= Ari Rappoport =

Ari Rappoport (1962 – June 23, 2025) was a professor of computer science at the Hebrew University of Jerusalem. In the last 15 years of his life, he expanded his research to neuroscience, neurology, and psychiatry, where he developed theories about brain activity, disorders, and diseases.

==Early life and education==
He was born and raised in Jerusalem, the son of Zvi Rappoport, a chemistry professor. He studied in elementary and high school at the Hebrew Gymnasium Rehavia and graduated in 1980. He did his military service in Unit 8200.

From 1985 to 1987 he completed a bachelor's degree in mathematics and computer science at the Hebrew University of Jerusalem.

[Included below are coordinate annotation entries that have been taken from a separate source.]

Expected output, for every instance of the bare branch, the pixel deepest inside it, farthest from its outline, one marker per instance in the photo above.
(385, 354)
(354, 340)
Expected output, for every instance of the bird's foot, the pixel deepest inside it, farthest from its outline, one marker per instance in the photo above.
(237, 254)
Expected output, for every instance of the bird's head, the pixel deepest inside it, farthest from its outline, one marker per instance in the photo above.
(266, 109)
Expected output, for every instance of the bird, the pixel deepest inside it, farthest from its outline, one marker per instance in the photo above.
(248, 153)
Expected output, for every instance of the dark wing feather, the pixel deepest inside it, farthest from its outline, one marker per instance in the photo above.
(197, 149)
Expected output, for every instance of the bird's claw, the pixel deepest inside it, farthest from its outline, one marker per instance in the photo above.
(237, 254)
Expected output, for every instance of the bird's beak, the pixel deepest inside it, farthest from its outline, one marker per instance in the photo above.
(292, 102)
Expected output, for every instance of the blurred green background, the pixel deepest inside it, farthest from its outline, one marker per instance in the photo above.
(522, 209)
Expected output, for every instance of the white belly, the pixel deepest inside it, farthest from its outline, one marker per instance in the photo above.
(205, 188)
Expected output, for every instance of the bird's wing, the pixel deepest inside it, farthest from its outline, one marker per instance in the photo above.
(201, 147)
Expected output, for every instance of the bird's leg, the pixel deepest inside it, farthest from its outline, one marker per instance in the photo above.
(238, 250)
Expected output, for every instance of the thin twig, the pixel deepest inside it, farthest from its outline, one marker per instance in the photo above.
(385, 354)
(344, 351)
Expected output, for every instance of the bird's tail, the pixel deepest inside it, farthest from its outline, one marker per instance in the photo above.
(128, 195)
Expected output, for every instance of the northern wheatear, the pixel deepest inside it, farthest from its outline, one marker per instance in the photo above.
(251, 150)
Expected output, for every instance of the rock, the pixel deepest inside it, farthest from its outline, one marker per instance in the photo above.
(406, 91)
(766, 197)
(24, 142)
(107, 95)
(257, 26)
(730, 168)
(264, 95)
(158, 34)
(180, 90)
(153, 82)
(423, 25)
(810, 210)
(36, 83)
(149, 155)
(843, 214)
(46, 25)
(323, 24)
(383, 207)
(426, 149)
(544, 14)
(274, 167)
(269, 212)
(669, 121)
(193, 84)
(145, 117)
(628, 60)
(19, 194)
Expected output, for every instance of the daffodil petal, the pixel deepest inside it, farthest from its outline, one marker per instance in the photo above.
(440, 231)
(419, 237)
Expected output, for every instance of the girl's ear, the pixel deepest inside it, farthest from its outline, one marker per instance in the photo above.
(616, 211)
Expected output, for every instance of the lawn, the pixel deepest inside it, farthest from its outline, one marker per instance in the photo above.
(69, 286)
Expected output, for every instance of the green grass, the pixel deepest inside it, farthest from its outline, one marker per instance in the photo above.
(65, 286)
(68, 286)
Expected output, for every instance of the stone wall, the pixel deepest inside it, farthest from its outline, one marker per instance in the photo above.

His doctoral dissertation, supervised by Lawrence Rudolph, entitled "Data Structures and Algorithms for Computational Graphics and Geometric Sampling", was done at the Hebrew University of Jerusalem in 1987–1990.

==Career==
In 1991, he joined the faculty of the Hebrew University of Jerusalem's School of Computer Science, and eventually became a full professor.

In 2010, together with doctoral students Oren Tzur and Dmitry Davidov, he developed an algorithm for identifying sarcasm, which was one of the 50 greatest inventions of 2010 according to Time magazine.

===Theory about brain disorders===
In 2025, his book The Science of the Brain: Function, Dysfunction and Disease was published by Elsevier. In the book, Rappoport offered explanations for a number of psychiatric and neurological conditions. In the course of writing the book, Rappoport read nearly 500,000 articles and carefully read 40,000 of them.

His work was recognized by Nobel Laureate Roger Kornberg, who described Rappoport's work as bringing "exceptional insight and analytical ability to the entirety of brain science, and derived unprecedented understanding and predictive power, as well as detailed treatment proposals."

==Personal life==
Rappoport was married twice, and was the father of five children. He died on June 23, 2025, after a battle with small cell lung cancer despite being a non-smoker.